I believe that my initial understanding of a TL’s role came from my own personal experiences, both in my own education and during my teaching career. I developed a view based upon the best teacher librarians I had seen within an educational context – the highly enthusiastic, wide readers, who make creative links between the curriculum and written texts. It looked like lots of fun! I hadn’t really considered such things as the growth of electronic resources, collection development and policies, role verification, information literacy, collaboration and search processes. I saw my entry into this course as a new way that I could deal with students (without the ‘shhhhhhh’ stigma of course!). I also saw it as an exit out of the traditional classroom environment and into a new and different line of work.

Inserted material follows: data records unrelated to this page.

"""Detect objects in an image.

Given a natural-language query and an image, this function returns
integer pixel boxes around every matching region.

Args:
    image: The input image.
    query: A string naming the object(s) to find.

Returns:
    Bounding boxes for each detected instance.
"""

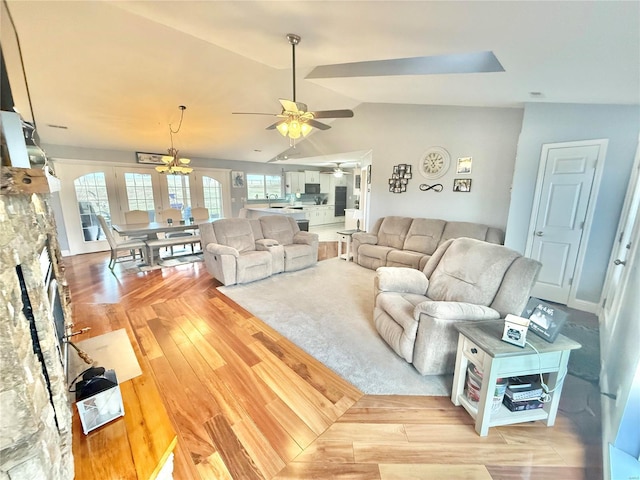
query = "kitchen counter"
[247,207,306,220]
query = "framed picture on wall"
[453,178,471,192]
[231,172,244,188]
[136,152,164,165]
[456,157,473,174]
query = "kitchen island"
[247,207,306,220]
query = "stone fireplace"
[0,194,74,480]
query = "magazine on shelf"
[522,297,568,343]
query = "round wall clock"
[418,147,451,179]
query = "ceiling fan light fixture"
[276,122,289,137]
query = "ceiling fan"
[233,33,353,146]
[320,163,351,177]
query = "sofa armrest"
[205,243,240,258]
[293,231,319,245]
[256,238,279,251]
[413,300,500,320]
[374,267,429,296]
[351,232,378,245]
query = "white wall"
[282,104,523,229]
[505,103,640,303]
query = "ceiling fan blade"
[307,119,331,130]
[265,120,286,130]
[280,98,307,113]
[306,51,504,78]
[231,112,279,117]
[309,110,353,118]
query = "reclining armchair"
[259,215,318,272]
[199,218,277,285]
[374,238,541,375]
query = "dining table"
[111,220,198,265]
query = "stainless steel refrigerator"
[334,187,347,217]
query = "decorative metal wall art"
[389,163,412,193]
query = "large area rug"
[219,258,453,396]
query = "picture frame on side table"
[136,152,165,165]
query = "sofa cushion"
[260,215,300,245]
[427,238,520,306]
[403,218,447,255]
[236,251,273,283]
[358,243,393,270]
[212,218,256,253]
[438,222,496,245]
[378,217,413,250]
[386,250,425,269]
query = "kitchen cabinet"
[284,172,306,194]
[320,173,332,193]
[333,175,347,187]
[304,170,320,183]
[303,205,336,226]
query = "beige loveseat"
[373,238,541,375]
[199,215,318,285]
[352,216,504,270]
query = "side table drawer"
[499,352,562,377]
[462,337,485,370]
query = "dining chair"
[159,208,194,256]
[97,215,146,271]
[191,207,209,252]
[191,207,209,222]
[124,210,149,223]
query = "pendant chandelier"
[156,105,193,175]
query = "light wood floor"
[65,243,602,480]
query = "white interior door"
[526,140,607,304]
[55,161,118,255]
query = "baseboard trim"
[567,298,599,315]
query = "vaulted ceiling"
[1,0,640,162]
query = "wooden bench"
[144,235,200,267]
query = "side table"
[337,230,362,262]
[451,320,581,437]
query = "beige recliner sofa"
[373,238,541,375]
[352,216,504,270]
[199,215,318,285]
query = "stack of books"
[502,377,544,412]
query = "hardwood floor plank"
[253,332,358,404]
[353,395,455,410]
[379,464,496,480]
[353,442,565,466]
[322,423,409,442]
[266,398,317,448]
[486,465,602,480]
[404,423,508,444]
[204,415,265,480]
[150,357,216,464]
[231,419,288,478]
[338,404,474,425]
[196,452,233,480]
[294,438,358,464]
[274,462,380,480]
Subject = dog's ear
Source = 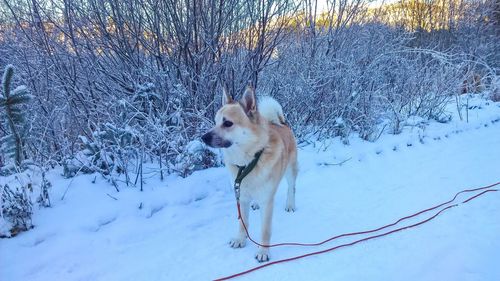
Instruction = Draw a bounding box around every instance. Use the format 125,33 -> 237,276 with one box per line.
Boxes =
240,86 -> 257,117
222,86 -> 233,105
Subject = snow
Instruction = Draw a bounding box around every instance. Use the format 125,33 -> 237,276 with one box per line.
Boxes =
0,95 -> 500,281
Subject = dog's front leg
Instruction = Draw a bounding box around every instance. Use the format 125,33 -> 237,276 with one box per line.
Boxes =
229,198 -> 250,248
255,198 -> 274,262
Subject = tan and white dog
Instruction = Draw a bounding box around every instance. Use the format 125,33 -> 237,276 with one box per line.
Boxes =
202,87 -> 297,262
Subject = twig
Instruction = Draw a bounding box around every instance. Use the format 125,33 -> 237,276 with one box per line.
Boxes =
318,157 -> 352,166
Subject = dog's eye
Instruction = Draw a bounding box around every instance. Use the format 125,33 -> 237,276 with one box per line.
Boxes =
222,120 -> 233,128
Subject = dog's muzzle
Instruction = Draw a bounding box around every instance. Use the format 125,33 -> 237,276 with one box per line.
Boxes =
201,131 -> 232,148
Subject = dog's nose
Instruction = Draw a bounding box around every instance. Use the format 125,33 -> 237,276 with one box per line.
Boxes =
201,132 -> 212,144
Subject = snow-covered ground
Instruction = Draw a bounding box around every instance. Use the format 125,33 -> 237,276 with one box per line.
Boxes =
0,95 -> 500,281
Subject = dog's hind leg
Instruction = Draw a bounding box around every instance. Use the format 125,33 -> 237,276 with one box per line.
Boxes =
255,196 -> 274,262
229,198 -> 250,248
285,159 -> 298,212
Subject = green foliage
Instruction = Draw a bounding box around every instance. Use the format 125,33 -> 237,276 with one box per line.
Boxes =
0,64 -> 32,167
0,184 -> 33,236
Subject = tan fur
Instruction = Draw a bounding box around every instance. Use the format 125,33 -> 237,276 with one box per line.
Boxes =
204,88 -> 297,262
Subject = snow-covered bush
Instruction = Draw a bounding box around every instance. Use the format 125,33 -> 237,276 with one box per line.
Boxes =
0,184 -> 33,237
174,140 -> 221,177
0,0 -> 494,179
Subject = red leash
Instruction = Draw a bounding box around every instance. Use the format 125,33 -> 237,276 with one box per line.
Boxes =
216,182 -> 500,281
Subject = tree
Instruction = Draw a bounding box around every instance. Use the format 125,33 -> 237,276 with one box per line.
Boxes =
0,64 -> 31,167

It has been difficult at times to understand fully the role of the TL, due mainly to the fact I have no actual experience in this area. I found Lamb’s (2011) article that referred to the ‘palette’ of roles carried out by the TL to be a key reading in providing me with some understanding on how diverse the role is. It also provided me with some very practical ideas.
I understand that the role of the teacher librarian is one that will constantly change for years to come. Dependent upon many criteria, the role may be different from one TL to another. Aspects such as the school one is employed in, the constraints the TL must deal with in terms of budgets and environments, as well as the expectations from other teachers and the principal, can all affect how the role is carried out.
A completely new term for me was Information Literacy and due to the large amount of definitions out there, I found it hard to get my head around what it actually consisted of. I understood it to be an understanding of Information, but had little idea of how it could be taught, learnt and assessed. I found Barbara’s mindmap (2013) on Information Literacy extremely beneficial in explaining these factors. Being a highly visual learner, the presentation of a mind map made the facts much more concrete.
When looking at Information Search Process models, I became extremely confused and I found Assignment 2 to be incredibly difficult. Researching the two models was like searching for a needle in a haystack – there was so much to be found on Kuhlthau (and much written by herself) but I found it really difficult to find information on the NSW DET model of The Information Process. This confusion is apparent when you read my blog 2 task (OLJ, Blog Assignment Task 2), as I believed that Guided Inquiry and Kuhlthau’s ISP were one and the same. It wasn’t until I read a couple of the forum questions in the assignment forum and BC’s answers that a realised these two things are different. This fact had me rewriting half my assignment again, but it also made things a lot clearer.
When I reflect upon the last semester of study I have definitely found the subject worthwhile. I have really enjoyed learning and reading about teacher librarianship and about some ideas that were extremely new and unknown to me. I have found the CSU interact site interactive and have found the forums of extreme help. The subject leads me to ask myself the question – By learning more about teacher librarianship, has this made me want to be a teacher librarian? I’d have to say no, but it has opened my eyes to what I do want to achieve in my teaching career and its highlighted to me the immense responsibilities that teacher librarians have in the teaching and learning of information in the contemporary school environment. I think that by learning these things, I will have more of an appreciation of teacher librarians, especially when things are taught correctly (which is no easy task).
Coombes, B. (2013) Information Literacy Skills Mind Map, Retrieved May 2, 2013, from Charles Sturt University website: http://interact.csu.edu.au/portal/site/ETL401_201330_W_D/page/06ace263-10c7- 4bcf-00da-c0e3cdbc4c48
Lamb, A. (2011). Bursting with potential: Mixing a media specialist’s palette. Techtrends: Linking Research & Practice To Improve Learning, 55(4), 27-36.